Bud Shaw wrote in today's Plain Dealer that Crennel made the strongest argument in yesterday's press conference for dumping Carthon (although that wasn't the topic) by observing that there was still 10 weeks of football to play. But if Crennel had done this sooner, like during the bye week when the team had nearly two weeks to adjust to the coaching change, there would have been 11 weeks of football to play.

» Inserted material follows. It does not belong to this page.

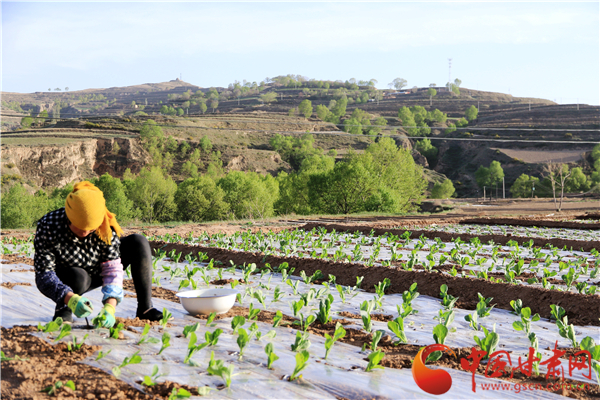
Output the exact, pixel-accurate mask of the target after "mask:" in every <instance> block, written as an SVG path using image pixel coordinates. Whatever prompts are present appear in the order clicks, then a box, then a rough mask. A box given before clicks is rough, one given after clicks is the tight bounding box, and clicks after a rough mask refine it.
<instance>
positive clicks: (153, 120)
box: [140, 119, 165, 149]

In our view, Crennel did indeed make the strongest argument for dumping Carthon during yesterday's press conference but not necessarily in the way Shaw suggests. Crennel closed his press conference yesterday by saying, with respect to Carthon, that "things can always change in football, but I'm staying with Maurice right now." This was all Lerner and Savage needed to hear to become convinced that Crennel had absolutely no intention of replacing Carthon voluntarily despite the further regression witnessed on Sunday. Lerner and Savage had to act and it's doubtful that the discussion among the three was pleasant.
Crennel has a military background so it's unlikely that he'll ever go public about what took place when he was informed that Carthon had to go. And like the good soldier, he cut the cord himself. But the relationship between GM and Head Coach will be forever strained and it's doubtful that it can be repaired. Remember, Savage let Crennel have his way by shipping quarterback Trent Dilfer after he sparred with Carthon. That cost the Browns an experienced back-up, a necessity all fans were reminded of when Charlie Frye went off the field briefly on Sunday.
We doubt that ultimately Crennel can survive. His abject lack of leadership during this crisis was fully on display for all to see. Lop onto that a newly strained relationship with both the owner and the GM and you have a volatile recipe that strongly suggests that the Browns will be looking, again, for a new head coach this offseason.